Autre challenger : le Chimborazo, un stratovolcan (volcan conique formé par l’accumulation de couches successives de lave et de matériaux volcaniques) majestueux des Andes équatoriennes. Culminant à 6 263 mètres au-dessus du niveau de la mer, ce qui le place seulement au trente-neuvième rang des sommets andins, il devient le point le plus éloigné du centre de la Terre lorsqu’on adopte une perspective géocentrique.

Dans ce contexte, cela signifie que l’on considère la Terre comme le centre de référence pour effectuer des mesures et des calculs. Son sommet dépasse alors celui de l’Everest de 2 073 mètres, le propulsant au rang de véritable « toit du monde ».

Une leçon de géophysique

L’explication de ce paradoxe apparent réside dans la forme même de notre planète. La Terre, loin d’être une sphère parfaite, présente un renflement équatorial dû à sa rotation. Ce phénomène résulte de la force centrifuge générée par la rotation terrestre. Le Chimborazo, situé à seulement 1,5 degré au sud de l’équateur, bénéficie ainsi pleinement de cette protubérance planétaire.

Comme l’explique Derek van Westrum, physicien au National Geodetic Survey de la NOAA (National Oceanic and Atmospheric Administration, une agence américaine, qui surveille entre autres, les ouragans) : « Si vous imaginez la Terre comme ce point bleu dans l’espace, c’est le seul endroit où vous pouvez vous tenir et être aussi loin que possible du centre de ce point ».

La force centrifuge, plus intense à l’équateur qu’aux pôles, déforme littéralement la croûte terrestre.
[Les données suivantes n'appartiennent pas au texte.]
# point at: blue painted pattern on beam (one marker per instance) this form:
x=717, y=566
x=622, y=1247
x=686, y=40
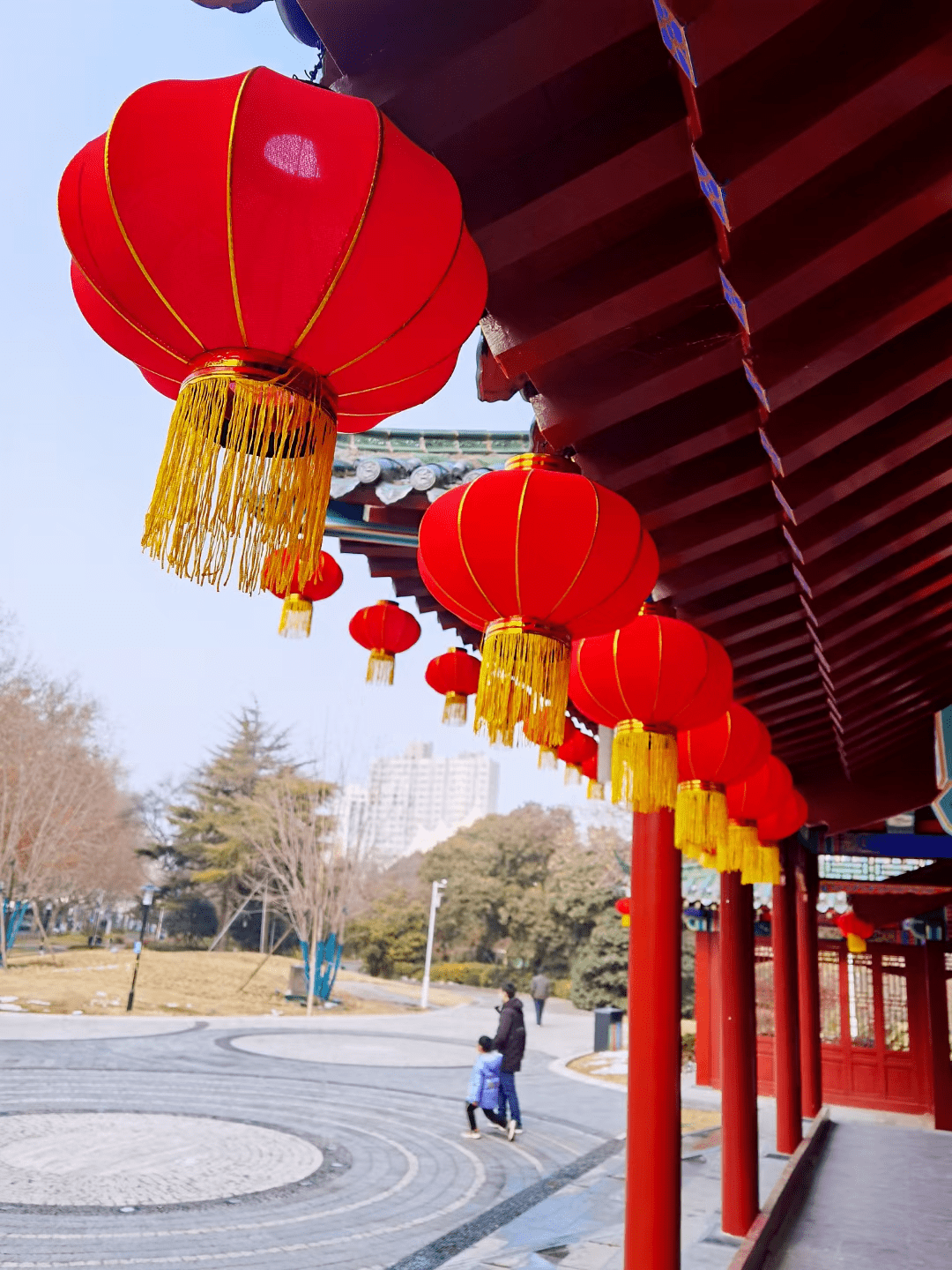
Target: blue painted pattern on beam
x=675, y=40
x=712, y=192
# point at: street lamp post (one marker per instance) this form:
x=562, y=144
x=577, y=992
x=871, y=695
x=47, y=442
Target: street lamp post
x=435, y=897
x=147, y=893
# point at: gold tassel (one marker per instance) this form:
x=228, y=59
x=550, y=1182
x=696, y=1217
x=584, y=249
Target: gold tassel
x=743, y=850
x=643, y=766
x=245, y=471
x=701, y=822
x=455, y=709
x=380, y=667
x=294, y=617
x=524, y=680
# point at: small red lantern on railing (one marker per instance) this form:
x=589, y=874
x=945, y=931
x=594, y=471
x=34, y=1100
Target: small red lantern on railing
x=300, y=597
x=457, y=676
x=386, y=630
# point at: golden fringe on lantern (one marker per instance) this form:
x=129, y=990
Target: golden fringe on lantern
x=245, y=473
x=380, y=667
x=701, y=822
x=455, y=709
x=294, y=617
x=741, y=848
x=524, y=680
x=643, y=767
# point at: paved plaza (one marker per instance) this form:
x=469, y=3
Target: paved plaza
x=333, y=1142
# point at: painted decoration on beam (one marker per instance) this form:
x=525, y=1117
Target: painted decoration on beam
x=300, y=597
x=646, y=681
x=534, y=556
x=456, y=675
x=386, y=630
x=711, y=758
x=176, y=221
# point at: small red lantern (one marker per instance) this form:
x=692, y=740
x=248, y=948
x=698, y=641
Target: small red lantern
x=574, y=752
x=300, y=597
x=589, y=768
x=709, y=759
x=856, y=930
x=640, y=678
x=283, y=262
x=385, y=629
x=457, y=676
x=759, y=796
x=534, y=556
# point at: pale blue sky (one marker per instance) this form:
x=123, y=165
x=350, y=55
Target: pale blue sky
x=83, y=436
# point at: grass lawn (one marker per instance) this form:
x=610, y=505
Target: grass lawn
x=97, y=982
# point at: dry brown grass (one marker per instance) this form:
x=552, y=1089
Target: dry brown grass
x=97, y=982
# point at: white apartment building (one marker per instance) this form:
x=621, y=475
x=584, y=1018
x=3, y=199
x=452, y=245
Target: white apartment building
x=417, y=800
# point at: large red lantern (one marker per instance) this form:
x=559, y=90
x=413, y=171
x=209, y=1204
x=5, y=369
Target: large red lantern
x=300, y=597
x=711, y=758
x=639, y=680
x=386, y=630
x=534, y=556
x=282, y=260
x=457, y=676
x=762, y=794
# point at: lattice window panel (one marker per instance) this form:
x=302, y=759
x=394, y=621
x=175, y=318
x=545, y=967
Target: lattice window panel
x=862, y=1012
x=895, y=1010
x=763, y=990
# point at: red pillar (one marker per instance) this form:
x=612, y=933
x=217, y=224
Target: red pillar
x=938, y=1034
x=739, y=1166
x=786, y=1030
x=703, y=1007
x=807, y=884
x=652, y=1177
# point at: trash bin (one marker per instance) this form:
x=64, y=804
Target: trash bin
x=608, y=1027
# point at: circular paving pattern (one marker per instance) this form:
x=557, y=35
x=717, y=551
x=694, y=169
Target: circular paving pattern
x=120, y=1159
x=355, y=1050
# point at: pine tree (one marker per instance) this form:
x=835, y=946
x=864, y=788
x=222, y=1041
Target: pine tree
x=207, y=825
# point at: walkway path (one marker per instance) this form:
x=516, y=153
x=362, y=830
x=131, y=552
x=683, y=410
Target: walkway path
x=881, y=1198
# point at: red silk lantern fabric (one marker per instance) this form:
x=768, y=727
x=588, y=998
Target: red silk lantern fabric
x=457, y=676
x=300, y=597
x=709, y=759
x=534, y=556
x=640, y=678
x=759, y=796
x=386, y=630
x=285, y=260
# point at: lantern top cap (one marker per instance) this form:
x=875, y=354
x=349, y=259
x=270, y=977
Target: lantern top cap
x=545, y=462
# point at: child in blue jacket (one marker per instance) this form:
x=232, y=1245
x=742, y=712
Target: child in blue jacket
x=484, y=1090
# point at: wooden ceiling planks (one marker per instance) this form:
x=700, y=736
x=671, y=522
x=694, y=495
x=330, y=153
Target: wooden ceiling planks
x=720, y=253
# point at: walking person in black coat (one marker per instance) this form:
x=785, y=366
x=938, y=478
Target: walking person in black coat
x=510, y=1041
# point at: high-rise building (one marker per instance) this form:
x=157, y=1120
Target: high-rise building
x=417, y=800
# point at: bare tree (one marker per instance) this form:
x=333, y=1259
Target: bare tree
x=310, y=873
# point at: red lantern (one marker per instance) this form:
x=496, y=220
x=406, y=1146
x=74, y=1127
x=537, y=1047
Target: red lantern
x=300, y=597
x=385, y=629
x=640, y=678
x=709, y=759
x=856, y=930
x=589, y=768
x=285, y=262
x=574, y=752
x=534, y=556
x=457, y=676
x=763, y=793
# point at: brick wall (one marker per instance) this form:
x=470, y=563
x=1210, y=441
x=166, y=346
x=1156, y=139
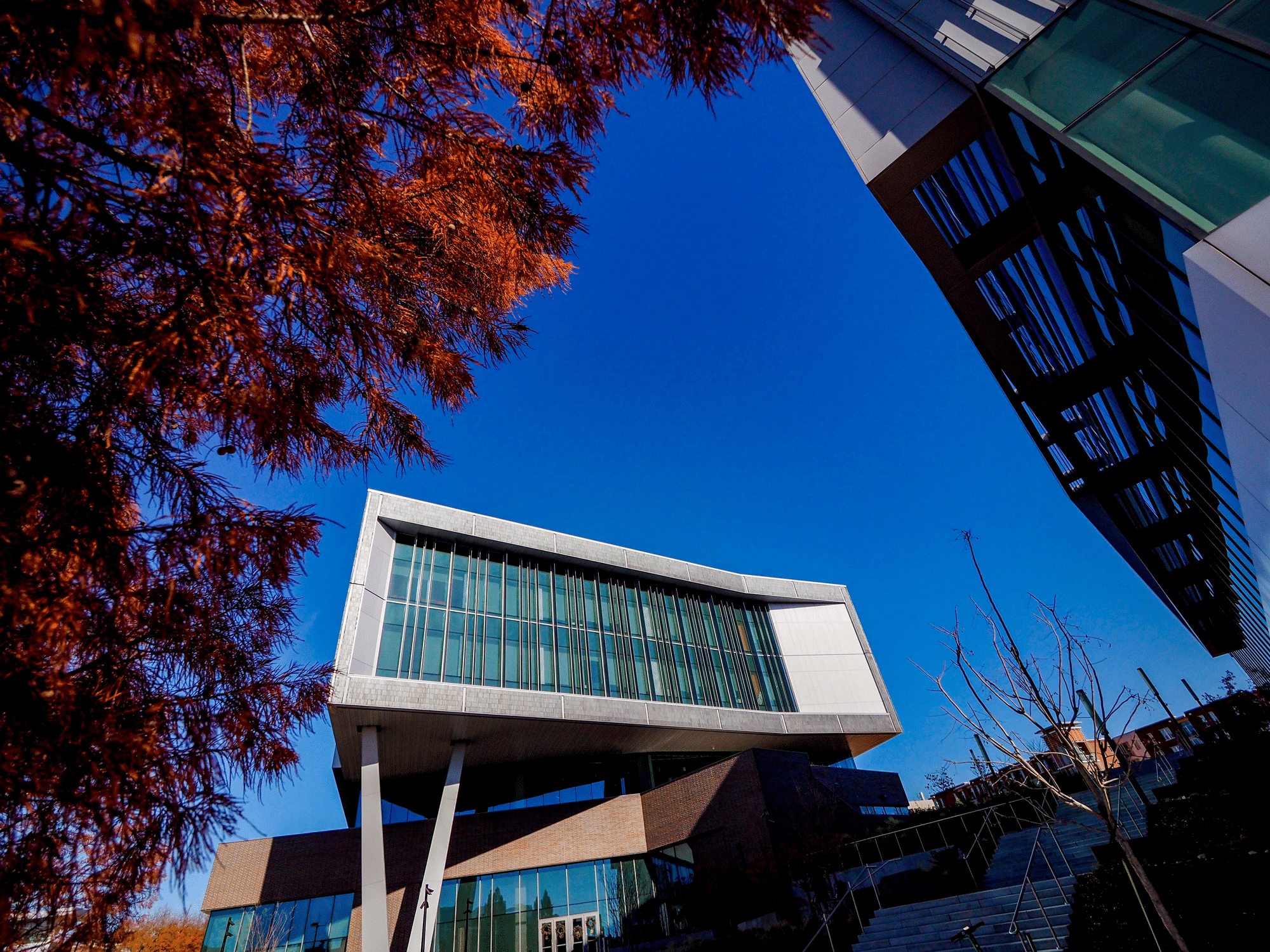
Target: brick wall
x=277, y=869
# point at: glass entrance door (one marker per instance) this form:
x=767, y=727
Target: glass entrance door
x=570, y=934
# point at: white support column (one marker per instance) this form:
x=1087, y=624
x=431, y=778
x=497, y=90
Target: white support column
x=375, y=894
x=425, y=927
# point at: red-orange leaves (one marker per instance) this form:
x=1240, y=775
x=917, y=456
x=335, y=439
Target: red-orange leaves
x=248, y=227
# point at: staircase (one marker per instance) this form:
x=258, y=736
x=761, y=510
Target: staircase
x=925, y=927
x=1062, y=851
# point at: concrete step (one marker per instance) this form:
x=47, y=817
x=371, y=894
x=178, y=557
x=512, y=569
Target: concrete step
x=925, y=927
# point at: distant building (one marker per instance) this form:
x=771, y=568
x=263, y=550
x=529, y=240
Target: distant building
x=612, y=748
x=1088, y=183
x=1207, y=723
Si cette dernière tend à comprimer la roche dans les régions éloignées de l’équateur, elle produit l’effet inverse près de la ligne équatoriale.

Cette particularité géophysique transforme ainsi le Chimborazo en véritable balcon sur l’univers, offrant le point d’observation terrestre le plus proche des étoiles. L’Équateur, désormais conscient de cette singularité scientifique, développe progressivement une offre touristique autour de ce sommet exceptionnel. En effet, son ascension est plus aisée ; même si elle reste très difficile ; que de grimper l’Everest : un argument de taille.

  •  Si l’Everest est le plus haut sommet à partir du niveau de la mer (8 849 m), le Mauna Kea est plus grand en hauteur totale (10 211 m), depuis sa base sous-marine.
  • Grâce à sa position proche de l’équateur, le Chimborazo est le point terrestre le plus éloigné du centre de la Terre, surpassant l’Everest de 2 073 m.
  • a rotation terrestre et la force centrifuge déforment la croûte terrestre, faisant du Chimborazo un sommet unique et un atout touristique important pour l’Équateur.